Rio de Janeiro. Amerika feiert sie bereits, die neue Rangordnung im Weltfußball. Noch vor Beginn der K.-o.-Phase steht fest, dass Teams aus Lateinamerika bislang zu den Gewinnern dieser Endrunde zählen. Mit Brasilien, Chile, Kolumbien, Uruguay und Argentinien haben sich fünf Südamerikaner für das Achtelfinale qualifiziert, nur Ecuador scheiterte frühzeitig.

Beachtung finden auch die bisherigen Leistungen von Mexiko und Costa Rica, die ebenfalls souverän die Gruppenphase überstanden haben. „Es zeigt sich deutlich, dass die Mannschaften in unserer Region stärker geworden sind“, behauptet Mexikos Teamchef Miguel Herrera. „Man betrachtet uns jetzt mit mehr Respekt. Wir werden mit anderen Augen gesehen.“

Dass Amerikas Teams eine gute Rolle spielen könnten, damit war schon im Vorfeld zu rechnen. Brasilien und Argentinien müsse man stets zu den Titelkandidaten zählen – im Schatten der Großmächte tun sich dieser Tage aber weitere Nationen auf, die ebenfalls höhere Ziele verfolgen.

Europa hingegen hat im Rennen um den WM-Pokal bereits prominente Ausfälle zu beklagen. So scheiterten etwa mit Spanien und Italien die Finalisten der jüngsten Europameisterschaft – das ist ein Novum der WM-Historie. „Eine Erklärung dafür zu finden ist schwierig“, sagt Frankreich-Teamchef Didier Deschamps. England, das mit nur einem Punkt aus drei Spielen die Heimreise antreten musste, glaubt einen Grund dafür in der Premier League gefunden zu haben. Gespickt mit internationalen Stars sei es für englische Talente schwierig, innerhalb der Liga zu einem Klassespieler zu reifen . . .

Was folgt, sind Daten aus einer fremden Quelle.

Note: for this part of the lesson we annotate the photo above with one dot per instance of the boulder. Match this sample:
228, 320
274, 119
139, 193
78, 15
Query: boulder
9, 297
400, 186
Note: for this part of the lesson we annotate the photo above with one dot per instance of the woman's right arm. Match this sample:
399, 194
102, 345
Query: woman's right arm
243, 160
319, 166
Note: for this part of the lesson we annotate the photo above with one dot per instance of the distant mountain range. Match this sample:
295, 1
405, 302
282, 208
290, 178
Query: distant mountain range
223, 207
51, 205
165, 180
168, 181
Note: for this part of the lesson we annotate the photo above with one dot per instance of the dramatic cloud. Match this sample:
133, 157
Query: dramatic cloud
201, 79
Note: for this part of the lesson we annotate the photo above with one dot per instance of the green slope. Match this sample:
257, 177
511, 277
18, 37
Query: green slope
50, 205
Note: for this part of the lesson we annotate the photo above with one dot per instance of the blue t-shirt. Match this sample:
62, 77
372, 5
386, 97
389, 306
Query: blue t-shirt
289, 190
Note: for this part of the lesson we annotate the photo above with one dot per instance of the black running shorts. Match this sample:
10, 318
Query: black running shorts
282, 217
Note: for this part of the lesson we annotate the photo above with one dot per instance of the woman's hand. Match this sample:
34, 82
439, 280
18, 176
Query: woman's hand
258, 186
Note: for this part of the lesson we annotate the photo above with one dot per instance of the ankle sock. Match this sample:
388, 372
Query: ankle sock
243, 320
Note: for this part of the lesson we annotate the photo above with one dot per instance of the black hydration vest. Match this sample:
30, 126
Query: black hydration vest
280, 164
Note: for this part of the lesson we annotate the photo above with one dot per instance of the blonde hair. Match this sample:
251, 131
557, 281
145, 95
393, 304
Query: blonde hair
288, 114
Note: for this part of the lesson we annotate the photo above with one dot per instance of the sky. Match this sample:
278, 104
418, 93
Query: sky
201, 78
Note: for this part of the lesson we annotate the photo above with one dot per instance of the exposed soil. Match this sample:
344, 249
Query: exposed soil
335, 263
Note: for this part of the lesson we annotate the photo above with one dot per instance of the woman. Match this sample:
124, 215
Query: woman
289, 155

Klima, Temperatur, Distanz

Dass sich Europas Teams in Brasilien plagen, haben Experten bereits im Vorfeld prophezeit. Das extreme Klima mit teils hohen Temperaturen und schwankender Luftfeuchtigkeit sowie langen Anreisen zu den Spielorten belastet Europäer mehr als Amerikaner. „Wir sind in Brasilien, südamerikanische Teams akklimatisieren sich wohl besser und vielleicht gibt es ihnen extra Energie, so nah bei der Heimat vor ihnen Fans zu spielen“, meinte Deschamps.

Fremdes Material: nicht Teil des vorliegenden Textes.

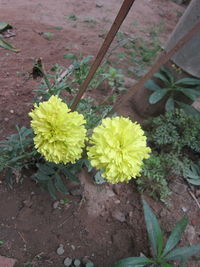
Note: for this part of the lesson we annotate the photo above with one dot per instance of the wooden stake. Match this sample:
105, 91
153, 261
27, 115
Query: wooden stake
163, 59
104, 48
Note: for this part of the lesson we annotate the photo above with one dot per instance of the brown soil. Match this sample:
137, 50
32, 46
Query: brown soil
101, 223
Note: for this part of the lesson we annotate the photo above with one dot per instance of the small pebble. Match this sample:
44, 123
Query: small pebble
56, 204
89, 264
60, 250
184, 209
77, 262
67, 262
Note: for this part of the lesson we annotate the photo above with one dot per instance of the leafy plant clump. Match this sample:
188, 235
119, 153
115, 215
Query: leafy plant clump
172, 89
175, 142
163, 253
153, 179
62, 141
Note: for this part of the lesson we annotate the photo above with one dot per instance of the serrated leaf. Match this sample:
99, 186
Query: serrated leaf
151, 85
51, 189
153, 229
59, 184
188, 81
169, 105
175, 235
182, 254
133, 262
157, 96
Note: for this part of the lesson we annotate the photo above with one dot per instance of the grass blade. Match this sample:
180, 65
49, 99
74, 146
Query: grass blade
175, 235
153, 229
133, 262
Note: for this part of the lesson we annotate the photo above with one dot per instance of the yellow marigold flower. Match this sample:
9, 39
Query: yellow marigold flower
60, 134
118, 146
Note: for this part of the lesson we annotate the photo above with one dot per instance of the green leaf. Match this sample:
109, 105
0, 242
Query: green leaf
88, 165
169, 105
188, 81
151, 85
4, 26
168, 74
46, 169
133, 262
70, 56
40, 176
162, 77
191, 93
189, 109
59, 184
182, 254
193, 181
98, 177
167, 265
51, 189
175, 235
70, 175
153, 230
7, 46
157, 96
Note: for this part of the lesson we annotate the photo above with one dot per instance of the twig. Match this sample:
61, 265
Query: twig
127, 4
65, 73
60, 225
195, 199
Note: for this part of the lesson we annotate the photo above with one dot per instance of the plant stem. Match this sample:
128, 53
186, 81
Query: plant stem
127, 4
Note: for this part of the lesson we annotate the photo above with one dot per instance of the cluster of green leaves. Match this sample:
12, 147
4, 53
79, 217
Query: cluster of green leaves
17, 152
172, 90
153, 178
174, 131
175, 142
163, 253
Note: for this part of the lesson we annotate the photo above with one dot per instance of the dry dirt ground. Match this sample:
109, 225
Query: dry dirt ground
105, 223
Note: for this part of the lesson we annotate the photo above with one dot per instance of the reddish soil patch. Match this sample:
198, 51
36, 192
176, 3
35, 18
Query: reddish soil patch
102, 223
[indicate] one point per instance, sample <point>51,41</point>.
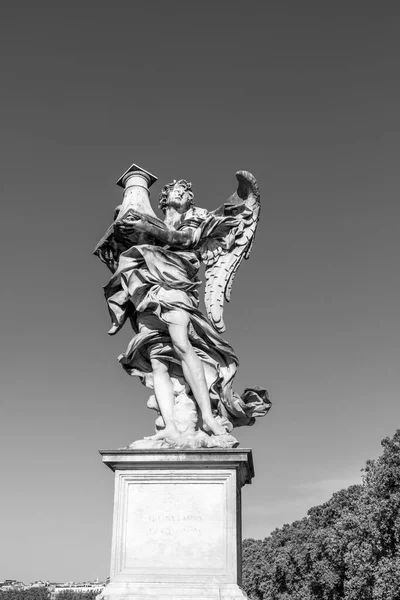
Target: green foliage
<point>34,593</point>
<point>345,549</point>
<point>71,595</point>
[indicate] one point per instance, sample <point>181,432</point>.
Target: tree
<point>345,549</point>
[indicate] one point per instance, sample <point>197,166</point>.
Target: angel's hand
<point>132,225</point>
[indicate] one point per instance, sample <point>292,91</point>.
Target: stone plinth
<point>177,523</point>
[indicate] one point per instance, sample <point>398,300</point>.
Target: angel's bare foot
<point>170,432</point>
<point>212,423</point>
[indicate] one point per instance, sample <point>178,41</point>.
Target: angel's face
<point>179,198</point>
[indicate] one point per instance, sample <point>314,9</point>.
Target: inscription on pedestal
<point>174,525</point>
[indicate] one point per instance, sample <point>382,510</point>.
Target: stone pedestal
<point>177,523</point>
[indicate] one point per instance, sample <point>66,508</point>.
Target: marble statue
<point>176,350</point>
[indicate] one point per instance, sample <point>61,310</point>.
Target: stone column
<point>136,183</point>
<point>177,523</point>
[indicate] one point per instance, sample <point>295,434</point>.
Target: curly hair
<point>163,197</point>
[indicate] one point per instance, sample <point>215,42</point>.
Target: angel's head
<point>177,194</point>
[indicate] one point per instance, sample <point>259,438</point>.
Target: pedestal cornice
<point>240,459</point>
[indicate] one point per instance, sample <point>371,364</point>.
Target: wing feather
<point>222,267</point>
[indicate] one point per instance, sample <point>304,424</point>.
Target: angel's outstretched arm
<point>183,238</point>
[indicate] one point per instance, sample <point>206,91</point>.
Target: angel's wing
<point>222,257</point>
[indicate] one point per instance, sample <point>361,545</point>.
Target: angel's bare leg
<point>165,398</point>
<point>192,368</point>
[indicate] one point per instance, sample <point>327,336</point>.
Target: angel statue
<point>176,350</point>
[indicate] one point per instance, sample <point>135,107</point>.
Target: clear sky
<point>306,96</point>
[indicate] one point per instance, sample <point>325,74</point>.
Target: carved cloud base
<point>177,524</point>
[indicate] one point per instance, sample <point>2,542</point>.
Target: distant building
<point>82,588</point>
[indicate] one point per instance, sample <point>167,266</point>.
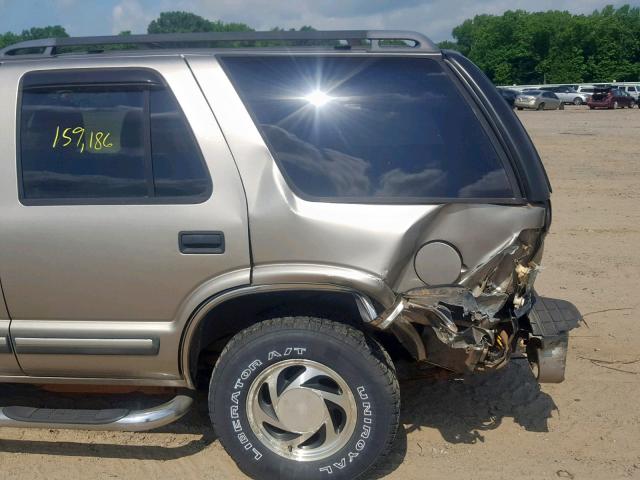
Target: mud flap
<point>550,320</point>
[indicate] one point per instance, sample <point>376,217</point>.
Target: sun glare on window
<point>318,98</point>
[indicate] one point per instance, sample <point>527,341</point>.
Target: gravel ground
<point>494,426</point>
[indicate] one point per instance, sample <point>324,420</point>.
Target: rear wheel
<point>302,397</point>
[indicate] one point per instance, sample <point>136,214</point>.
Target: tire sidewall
<point>232,380</point>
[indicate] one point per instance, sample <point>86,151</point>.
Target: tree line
<point>520,47</point>
<point>517,47</point>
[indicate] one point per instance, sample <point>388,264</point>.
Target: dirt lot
<point>499,426</point>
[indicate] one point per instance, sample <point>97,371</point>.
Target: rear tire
<point>302,397</point>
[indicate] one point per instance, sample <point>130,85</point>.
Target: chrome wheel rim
<point>301,410</point>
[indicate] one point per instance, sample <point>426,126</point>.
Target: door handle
<point>201,242</point>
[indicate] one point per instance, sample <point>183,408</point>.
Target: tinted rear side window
<point>121,142</point>
<point>377,127</point>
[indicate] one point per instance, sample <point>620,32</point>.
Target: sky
<point>435,18</point>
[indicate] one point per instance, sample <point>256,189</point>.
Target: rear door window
<point>366,128</point>
<point>106,137</point>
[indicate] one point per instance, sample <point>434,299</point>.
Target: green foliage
<point>184,22</point>
<point>448,45</point>
<point>33,33</point>
<point>554,47</point>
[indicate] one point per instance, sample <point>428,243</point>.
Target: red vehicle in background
<point>610,98</point>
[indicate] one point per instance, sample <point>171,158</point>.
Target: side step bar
<point>111,419</point>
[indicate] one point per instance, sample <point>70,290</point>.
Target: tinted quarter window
<point>82,142</point>
<point>178,168</point>
<point>92,140</point>
<point>375,127</point>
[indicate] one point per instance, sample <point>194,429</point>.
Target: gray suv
<point>281,216</point>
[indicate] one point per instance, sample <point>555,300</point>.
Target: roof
<point>367,40</point>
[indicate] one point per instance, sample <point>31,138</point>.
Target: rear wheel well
<point>227,319</point>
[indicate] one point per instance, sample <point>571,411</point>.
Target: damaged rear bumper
<point>450,328</point>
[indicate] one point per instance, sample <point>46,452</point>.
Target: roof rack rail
<point>377,40</point>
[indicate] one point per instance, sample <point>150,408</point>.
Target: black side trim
<point>5,346</point>
<point>64,416</point>
<point>86,346</point>
<point>201,242</point>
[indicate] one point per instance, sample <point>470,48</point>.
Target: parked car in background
<point>568,94</point>
<point>538,100</point>
<point>611,98</point>
<point>632,90</point>
<point>509,95</point>
<point>588,91</point>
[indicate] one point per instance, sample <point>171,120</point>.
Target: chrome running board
<point>111,419</point>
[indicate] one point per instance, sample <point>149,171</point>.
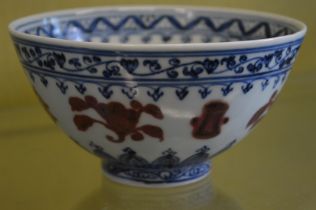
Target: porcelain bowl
<point>156,92</point>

Doch jetzt schon, bevor die finale Phase des Turniers mit den Achtelfinalspielen eingeläutet wird, von einer neuen globalen Rangordnung zu sprechen, wäre verfrüht. Es ist vielmehr die Fortsetzung eines Trends, denn schon vor vier Jahren in Südafrika ist Europa mit „nur“ sechs Mannschaften in der K.-o.-Runde gestanden; ein Negativrekord. Südamerika hingegen demonstrierte schon damals Stärke und brachte nun erneut fünf Mannschaften unter die Top 16. Das Finale bestritten letztlich allerdings Spanien und die Niederlande, Deutschland besiegte Uruguay im Spiel um Platz drei.

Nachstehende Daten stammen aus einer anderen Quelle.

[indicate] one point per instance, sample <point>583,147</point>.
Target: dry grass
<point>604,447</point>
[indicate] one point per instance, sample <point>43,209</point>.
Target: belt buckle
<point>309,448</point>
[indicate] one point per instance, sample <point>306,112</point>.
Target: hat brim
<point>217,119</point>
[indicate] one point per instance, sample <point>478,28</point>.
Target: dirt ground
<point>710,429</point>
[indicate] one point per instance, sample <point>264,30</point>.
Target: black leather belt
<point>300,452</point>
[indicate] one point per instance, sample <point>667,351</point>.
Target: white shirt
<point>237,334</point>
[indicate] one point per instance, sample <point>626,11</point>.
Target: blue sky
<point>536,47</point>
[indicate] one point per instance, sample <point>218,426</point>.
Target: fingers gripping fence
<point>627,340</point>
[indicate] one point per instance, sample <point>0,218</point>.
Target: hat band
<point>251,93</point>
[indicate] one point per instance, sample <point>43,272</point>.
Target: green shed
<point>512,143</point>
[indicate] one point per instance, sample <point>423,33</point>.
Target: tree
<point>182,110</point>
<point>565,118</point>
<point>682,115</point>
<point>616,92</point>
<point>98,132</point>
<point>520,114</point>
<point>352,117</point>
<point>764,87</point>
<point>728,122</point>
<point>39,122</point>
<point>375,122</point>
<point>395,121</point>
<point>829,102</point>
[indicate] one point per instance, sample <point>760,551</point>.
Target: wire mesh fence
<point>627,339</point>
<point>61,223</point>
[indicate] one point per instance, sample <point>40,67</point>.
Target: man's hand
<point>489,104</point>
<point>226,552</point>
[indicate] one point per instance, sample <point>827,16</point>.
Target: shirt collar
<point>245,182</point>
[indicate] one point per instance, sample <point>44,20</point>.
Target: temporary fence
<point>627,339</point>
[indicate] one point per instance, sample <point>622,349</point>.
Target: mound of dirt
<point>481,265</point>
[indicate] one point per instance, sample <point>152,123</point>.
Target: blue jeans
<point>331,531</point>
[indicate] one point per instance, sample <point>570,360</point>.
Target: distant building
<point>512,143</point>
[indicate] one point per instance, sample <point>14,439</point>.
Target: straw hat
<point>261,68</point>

Den Titel gewann ein Nicht-Europäer zuletzt 2002 (Brasilien). Zwölf Jahre später ist die Wahrscheinlichkeit eines nicht europäischen Weltmeisters wieder etwas größer, der Turnierraster spielt den Südamerikaner aber nicht in die Hände. Da Brasilien und Chile sowie Kolumbien und Uruguay im Achtelfinale und die Sieger dieser Duelle im Viertelfinale aufeinandertreffen, wird folglich nur ein Team aus diesem Quartett im Halbfinale stehen.